Aún así, me atrevo a augurar que la dinámica hegeliana de las preferencias gastronómicas revitalizará la rusticidad culinaria por algunos signos que ya se vislumbran, como las nuevas tendencias de arte en las revistas del ramo y la popularidad de formatos televisivos en los que los chefs se valen de manipulaciones intencionadamente poco pulidas para componer platos que lucen bien apetitosos. Aunque es cierto que en nuestro país estos programas de cocina fácil, directa y despreocupada tipo Jamie Oliver en absoluto pueden competir en cuanto a share con los concursos para grandes, niños o famosos en los que las estrellas patrias de la creatividad culinaria ejercen su maestría técnica guiando a unos participantes que intentan reproducir sus recetas y emular su estilo.

La evidencia demuestra que cuando una práctica se socializa lo suficiente es abandonada automáticamente por los que buscan diferenciarse. De alguna manera, la moda del food porn, esas fotos de comidas excesivas e imperfectas que tanta salivación producen a los usuarios de Instagram, podría ser una muestra de la reacción ante el filigranismo, aunque en este caso también representa la antítesis transgresora de una obsesión saludable que nos lleva a vivir -y comer- culpabilizados. Lo cierto es que los gastrónomos, cuando viajan, se interesan por la fonda de pueblo, mientras los congresos de novedades culinarias tiran de tradiciones locales casi antropológicas como la pachamanca o el shish kebab y hasta los chefs más inquietos de los cinco continentes se apuntan a las excursiones etnográficas por sus territorios para redescubrir el tesoro de insumos olvidados y tecnologías ancestrales de las comunidades indígenas. La hiperproximidad de moda en algunos restaurantes top es asimismo una reacción, ya que la alta cocina siempre fue más deslocalizada que la popular, de ahí que la apellidaran cocina internacional. Aunque si algo caracteriza la contemporaneidad es que la globalización alimentaria se ha socializado definitivamente.

«Cocina popular: La que practica y come el pueblo. Cuando la historia se movía lentamente, la cocina popular y la tradicional se parecían más que ahora. Por cierto, el pueblo continúa comiendo, pero cada vez practica menos. Ahora es la restauración –también la colectiva- y la industria agroalimentaria quien cocina».

Está claro que los restaurantes creativos con personalidad continuarán siendo atractivos más allá de sus fronteras. Por suerte, algunos de los mejores están aquí.

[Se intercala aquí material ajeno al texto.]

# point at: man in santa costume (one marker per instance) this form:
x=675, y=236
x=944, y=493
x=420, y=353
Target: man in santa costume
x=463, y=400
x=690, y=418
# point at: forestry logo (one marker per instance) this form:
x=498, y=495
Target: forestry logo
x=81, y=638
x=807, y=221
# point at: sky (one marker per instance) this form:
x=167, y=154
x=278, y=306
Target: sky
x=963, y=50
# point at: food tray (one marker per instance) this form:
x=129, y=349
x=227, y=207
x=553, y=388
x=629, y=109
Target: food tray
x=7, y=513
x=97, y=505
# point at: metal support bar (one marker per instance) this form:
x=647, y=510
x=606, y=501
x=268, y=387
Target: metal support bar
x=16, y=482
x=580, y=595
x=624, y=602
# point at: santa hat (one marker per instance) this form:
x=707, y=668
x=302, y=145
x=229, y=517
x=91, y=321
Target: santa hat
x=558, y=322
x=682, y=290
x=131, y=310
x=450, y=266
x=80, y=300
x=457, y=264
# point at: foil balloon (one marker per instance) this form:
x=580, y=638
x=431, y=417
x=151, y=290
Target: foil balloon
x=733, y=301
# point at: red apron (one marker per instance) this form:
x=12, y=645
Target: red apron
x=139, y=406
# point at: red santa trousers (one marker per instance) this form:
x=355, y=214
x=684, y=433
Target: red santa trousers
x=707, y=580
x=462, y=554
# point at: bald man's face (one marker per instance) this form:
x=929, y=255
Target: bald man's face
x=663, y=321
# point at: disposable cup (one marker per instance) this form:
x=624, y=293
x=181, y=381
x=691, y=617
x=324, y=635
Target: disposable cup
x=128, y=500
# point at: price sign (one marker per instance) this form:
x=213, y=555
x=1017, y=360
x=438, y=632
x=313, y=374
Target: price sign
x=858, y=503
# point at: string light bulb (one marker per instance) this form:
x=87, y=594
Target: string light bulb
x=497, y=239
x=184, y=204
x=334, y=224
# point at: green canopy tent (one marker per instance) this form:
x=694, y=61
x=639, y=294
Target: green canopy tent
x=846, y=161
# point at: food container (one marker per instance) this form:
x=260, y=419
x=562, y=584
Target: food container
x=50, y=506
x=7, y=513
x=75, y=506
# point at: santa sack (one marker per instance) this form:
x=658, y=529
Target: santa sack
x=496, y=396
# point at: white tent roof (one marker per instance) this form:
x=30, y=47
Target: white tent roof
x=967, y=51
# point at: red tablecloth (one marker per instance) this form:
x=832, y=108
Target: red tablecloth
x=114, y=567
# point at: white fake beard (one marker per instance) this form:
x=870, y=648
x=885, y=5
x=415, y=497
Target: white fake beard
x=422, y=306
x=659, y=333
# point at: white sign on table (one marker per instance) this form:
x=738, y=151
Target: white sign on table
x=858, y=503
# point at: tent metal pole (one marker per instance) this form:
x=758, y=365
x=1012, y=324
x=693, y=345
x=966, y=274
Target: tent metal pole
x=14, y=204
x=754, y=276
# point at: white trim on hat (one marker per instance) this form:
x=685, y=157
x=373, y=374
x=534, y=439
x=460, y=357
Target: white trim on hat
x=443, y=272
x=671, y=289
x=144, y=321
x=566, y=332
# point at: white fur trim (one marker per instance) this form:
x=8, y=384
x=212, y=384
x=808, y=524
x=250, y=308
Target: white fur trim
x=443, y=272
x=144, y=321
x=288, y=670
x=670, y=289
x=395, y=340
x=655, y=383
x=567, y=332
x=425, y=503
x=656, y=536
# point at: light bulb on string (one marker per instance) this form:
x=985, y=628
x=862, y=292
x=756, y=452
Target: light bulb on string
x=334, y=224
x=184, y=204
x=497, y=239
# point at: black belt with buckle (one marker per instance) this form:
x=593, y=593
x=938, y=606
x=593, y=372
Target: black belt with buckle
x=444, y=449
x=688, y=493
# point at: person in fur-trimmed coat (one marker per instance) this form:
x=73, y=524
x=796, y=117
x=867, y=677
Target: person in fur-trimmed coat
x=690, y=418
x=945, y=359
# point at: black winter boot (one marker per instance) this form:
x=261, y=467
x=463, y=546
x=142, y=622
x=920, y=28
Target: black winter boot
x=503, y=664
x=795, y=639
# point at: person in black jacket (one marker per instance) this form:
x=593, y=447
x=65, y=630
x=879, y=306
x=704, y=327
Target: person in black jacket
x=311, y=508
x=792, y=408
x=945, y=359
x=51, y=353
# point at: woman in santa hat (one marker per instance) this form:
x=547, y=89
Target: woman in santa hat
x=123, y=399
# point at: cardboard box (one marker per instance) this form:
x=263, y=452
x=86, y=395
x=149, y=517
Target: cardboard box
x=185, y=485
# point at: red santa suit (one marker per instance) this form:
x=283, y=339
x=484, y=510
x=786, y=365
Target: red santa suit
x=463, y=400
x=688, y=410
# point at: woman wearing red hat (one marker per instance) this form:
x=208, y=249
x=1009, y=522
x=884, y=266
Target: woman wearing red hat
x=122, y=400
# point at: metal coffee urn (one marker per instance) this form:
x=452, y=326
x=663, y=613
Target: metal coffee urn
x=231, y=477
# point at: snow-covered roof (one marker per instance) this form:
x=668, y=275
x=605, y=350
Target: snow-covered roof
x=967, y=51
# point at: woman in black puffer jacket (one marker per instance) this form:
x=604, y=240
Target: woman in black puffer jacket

Disfrutémoslos. Ahora bien ¿además de nombres consagrados, tenemos suficiente oferta rústica de calidad? Si es así ¿la visibilizamos lo suficiente? Si no, ¿qué podemos hacer? Porque, como decíamos ayer…

«Cocina casera: La que se hace en las casas. Es la que está más pachucha. Y, si hacemos caso a la definición, el restaurante de comida casera resulta tan oxímoron como la lata de fabada artesana, pero también puede ser la única salvación para las cocinas tradicionales. Restaurantes museo de la tradición culinaria, centros de conservación de la diversidad gastronómica, lugares para visitar nuestra memoria del gusto».